Aussi malin que jésuite, Brault attribue uniquement l’abandon du projet au désistement du coproducteur américain (Park Avenue Armory). L’affaire Kanata n’aurait dès lors rien à voir avec la fin abrupte du spectacle SLĀV, que plus d’un a attribuée à la censure.

Brault, qui est, si je ne m’abuse, comptable professionnel agréé, n’a pas besoin d’une analyse pour comprendre que la perte d’une subvention pouvant aller jusqu’à un demi-million de dollars et le retrait d’un important partenaire financier sont plus qu’il n’en faut pour rendre un projet irréalisable. Le Conseil des arts a refusé son aide à Kanata parce que les créateurs ne rencontraient pas les « quotas », n’étant pas entourés de collaborateurs des Premières Nations.

PAS DE CENSURE, MAIS...

Ébranlée par ce refus, la confiance de Park Armory fut réduite à néant par l’annulation du spectacle SLĀV. Si Brault a raison de prétendre qu’il n’y a pas eu censure comme telle pour Kanata, la décision du Conseil a eu les mêmes conséquences. Quand on tient les cordons de la bourse, on n’a pas besoin de censurer. Il suffit de couper les vivres pour arriver aux mêmes fins.

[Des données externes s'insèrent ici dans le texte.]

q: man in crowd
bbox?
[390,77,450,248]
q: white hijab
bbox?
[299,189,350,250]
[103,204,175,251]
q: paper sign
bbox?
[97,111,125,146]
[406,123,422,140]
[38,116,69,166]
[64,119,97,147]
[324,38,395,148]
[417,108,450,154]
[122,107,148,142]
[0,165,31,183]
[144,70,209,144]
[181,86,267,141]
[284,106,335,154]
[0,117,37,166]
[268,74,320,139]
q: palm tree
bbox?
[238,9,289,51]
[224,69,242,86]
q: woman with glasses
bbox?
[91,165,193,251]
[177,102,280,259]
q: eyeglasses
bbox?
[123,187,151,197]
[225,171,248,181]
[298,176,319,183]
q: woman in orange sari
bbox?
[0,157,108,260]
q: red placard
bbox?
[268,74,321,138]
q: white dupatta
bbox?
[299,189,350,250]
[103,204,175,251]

En septembre, Simon Brault et Steven Loft, son directeur des arts autochtones au Conseil, ont publié une lettre dans laquelle ils écrivent que « l’appropriation des récits, des façons d’être et des œuvres d’art autochtones est tout simplement une continuité du colonialisme ».

Il faut avoir une analyse joliment déformée par de longues années de fonctionnariat ou son équivalent (Brault est au CAC depuis 14 ans) pour juger que la relecture que proposait Kanata de nos relations avec les Premières Nations constitue une « appropriation culturelle ». On ne s’approprie rien de l’autre quand on présente sur lui un point de vue différent et plus éclairé.

Comme l’a révélé Michel Nadeau, coauteur de Kanata, la pièce se situe à trois époques différentes. À chacune, un artiste européen se lie d’amitié avec un autochtone et découvre avec lui les drames révoltants vécus par les Premières Nations. Comme les écoles résidentielles et les centaines de disparitions de leurs femmes et de leurs filles.

LE POINT DE VUE D’ARIANE MNOUCHKINE

Hier, à l’émission Medium large de Radio-Canada, Ariane Mnouchkine, dans des propos d’une grande modération, a fait part à Stéphan Bureau de sa tristesse que Kanata soit abandonné. Malgré l’échec de sa rencontre du 19 juillet avec Robert Lepage et les opposants des Premières Nations, elle a renouvelé son offre d’ouvrir le Théâtre de la Cartoucherie à tout producteur autochtone voulant en profiter. De son côté, Lepage maintient son offre d’ouvrir aux autochtones la scène de son nouveau théâtre, Le Diamant. Ariane Mnouchkine a rappelé que Lepage aurait été prêt à ajouter à Kanata un 4e acte entièrement conçu et joué par des autochtones.

Mme Mnouchkine a finalement déploré la succession de fatwas (mises à mort) que les fanatiques lancent sur les réseaux sociaux et la vitesse à laquelle des murs s’érigent entre les peuples. N’en déplaise à Simon Brault, elle a ajouté que la censure peut aussi être économique, ce que représente le refus du Conseil des arts de supporter Kanata.